Word2Vec

tags:: #AI #NLP projects::

Word2Vec is a Machine Learning model developed by google
- While it's developed by google, it isn't a google product and was created for research purposes only
Important definitions before going more in depth of the model
- Vector: (short form being vec), for the sake of this paper just imagine this as a number representation for words
This is a model that takes in a text corpus in as training data and produces word vectors as output
An example of this is understanding the similarity between words for example:
- The vector('France') is shown to have a high similarity with vector('Spain') and vector('Belguim')
- Also, interestingly we can add and subtract vectors and get resulting words:
  - vector('Paris') - vector('France') + vector('Italy') results in vector close to vector('Rome')
    - This indicates the association between Paris and France is similar to the association between Italy and Rome
Now that we understand what Word2Vec is, we can talk about the dataset used to train the model:
- The Word2Vec model that google provides is 100 billion words trained on news articles

Google Code Archive - Long-term storage for Google Code Project Hosting. (no date).
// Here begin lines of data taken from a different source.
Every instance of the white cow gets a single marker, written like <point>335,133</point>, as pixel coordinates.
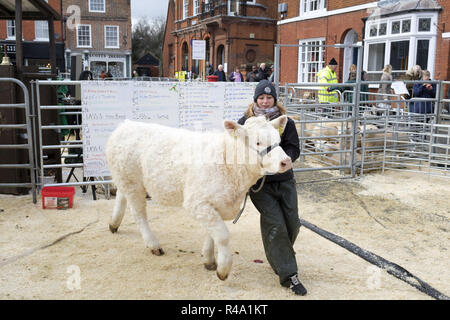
<point>206,173</point>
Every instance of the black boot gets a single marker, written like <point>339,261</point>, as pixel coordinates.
<point>296,286</point>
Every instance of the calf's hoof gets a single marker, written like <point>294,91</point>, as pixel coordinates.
<point>222,277</point>
<point>158,252</point>
<point>112,229</point>
<point>211,266</point>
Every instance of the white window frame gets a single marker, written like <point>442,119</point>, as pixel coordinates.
<point>322,8</point>
<point>413,37</point>
<point>117,46</point>
<point>38,25</point>
<point>237,4</point>
<point>196,9</point>
<point>185,9</point>
<point>321,63</point>
<point>94,10</point>
<point>90,36</point>
<point>10,25</point>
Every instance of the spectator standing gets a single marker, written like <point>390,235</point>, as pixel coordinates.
<point>220,73</point>
<point>328,75</point>
<point>386,88</point>
<point>102,75</point>
<point>86,74</point>
<point>272,74</point>
<point>423,90</point>
<point>262,73</point>
<point>413,74</point>
<point>209,69</point>
<point>251,76</point>
<point>236,76</point>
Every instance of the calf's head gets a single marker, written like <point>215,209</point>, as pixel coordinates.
<point>259,140</point>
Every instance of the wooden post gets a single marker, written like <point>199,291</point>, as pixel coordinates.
<point>19,47</point>
<point>51,36</point>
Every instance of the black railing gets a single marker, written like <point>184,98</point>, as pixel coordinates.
<point>220,7</point>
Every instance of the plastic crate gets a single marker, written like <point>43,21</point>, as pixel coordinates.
<point>57,197</point>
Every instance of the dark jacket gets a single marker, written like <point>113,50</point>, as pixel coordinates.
<point>86,75</point>
<point>232,76</point>
<point>291,146</point>
<point>262,74</point>
<point>221,75</point>
<point>348,96</point>
<point>251,76</point>
<point>420,91</point>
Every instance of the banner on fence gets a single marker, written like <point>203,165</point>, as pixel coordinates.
<point>199,106</point>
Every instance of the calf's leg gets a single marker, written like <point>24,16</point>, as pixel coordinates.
<point>218,231</point>
<point>208,253</point>
<point>119,211</point>
<point>138,207</point>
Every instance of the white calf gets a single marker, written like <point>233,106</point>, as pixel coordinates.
<point>206,173</point>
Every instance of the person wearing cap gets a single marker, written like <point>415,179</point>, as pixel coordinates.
<point>328,75</point>
<point>276,201</point>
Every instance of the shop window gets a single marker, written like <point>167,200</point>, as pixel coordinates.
<point>376,56</point>
<point>311,60</point>
<point>399,55</point>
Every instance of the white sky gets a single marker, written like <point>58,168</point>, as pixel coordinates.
<point>148,8</point>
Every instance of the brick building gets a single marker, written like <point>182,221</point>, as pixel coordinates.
<point>402,33</point>
<point>103,36</point>
<point>35,35</point>
<point>237,33</point>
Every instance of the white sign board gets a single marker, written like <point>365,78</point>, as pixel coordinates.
<point>399,87</point>
<point>199,49</point>
<point>197,106</point>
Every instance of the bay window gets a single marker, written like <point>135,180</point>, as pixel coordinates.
<point>311,59</point>
<point>401,41</point>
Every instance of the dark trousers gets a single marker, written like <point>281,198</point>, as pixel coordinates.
<point>280,224</point>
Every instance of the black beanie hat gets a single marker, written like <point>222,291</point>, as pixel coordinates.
<point>265,87</point>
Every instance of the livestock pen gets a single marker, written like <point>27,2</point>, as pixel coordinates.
<point>399,215</point>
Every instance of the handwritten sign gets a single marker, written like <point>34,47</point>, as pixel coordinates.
<point>197,106</point>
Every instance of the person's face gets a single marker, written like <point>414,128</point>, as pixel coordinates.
<point>265,101</point>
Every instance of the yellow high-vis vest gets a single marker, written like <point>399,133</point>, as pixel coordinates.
<point>326,75</point>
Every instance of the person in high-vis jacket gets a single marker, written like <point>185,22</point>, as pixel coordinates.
<point>328,75</point>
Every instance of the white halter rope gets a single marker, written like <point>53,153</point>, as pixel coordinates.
<point>261,153</point>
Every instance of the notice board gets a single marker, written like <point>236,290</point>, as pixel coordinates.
<point>198,106</point>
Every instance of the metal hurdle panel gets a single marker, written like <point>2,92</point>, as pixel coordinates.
<point>64,145</point>
<point>29,137</point>
<point>326,131</point>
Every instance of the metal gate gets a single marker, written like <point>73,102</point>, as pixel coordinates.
<point>27,146</point>
<point>64,145</point>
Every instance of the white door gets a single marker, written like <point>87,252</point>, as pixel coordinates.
<point>233,7</point>
<point>349,53</point>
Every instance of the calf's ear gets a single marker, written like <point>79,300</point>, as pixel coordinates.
<point>279,123</point>
<point>233,128</point>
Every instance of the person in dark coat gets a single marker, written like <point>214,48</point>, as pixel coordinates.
<point>209,69</point>
<point>86,74</point>
<point>423,90</point>
<point>276,201</point>
<point>263,73</point>
<point>220,73</point>
<point>251,76</point>
<point>236,75</point>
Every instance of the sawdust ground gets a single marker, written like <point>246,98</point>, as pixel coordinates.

Available at: https://code.google.com/archive/p/word2vec/ (Accessed: 9 February 2023).

Because of the nature of this dataset, many biases arise, see What biases exist in machine learning models, and more importantly for this dataset Exploring Gender Bias in Word2Vec
Studying these models are increasingly solidifying my view that: Machine Learning models aren't inherintly discriminitory
- The data that we feed them teaches them exactly what they will become
- This emphasizes the point that we need to do our best in eliminating biases online (this is typically where we pull data from, which makes sense because it's easily accessable, already digitized information)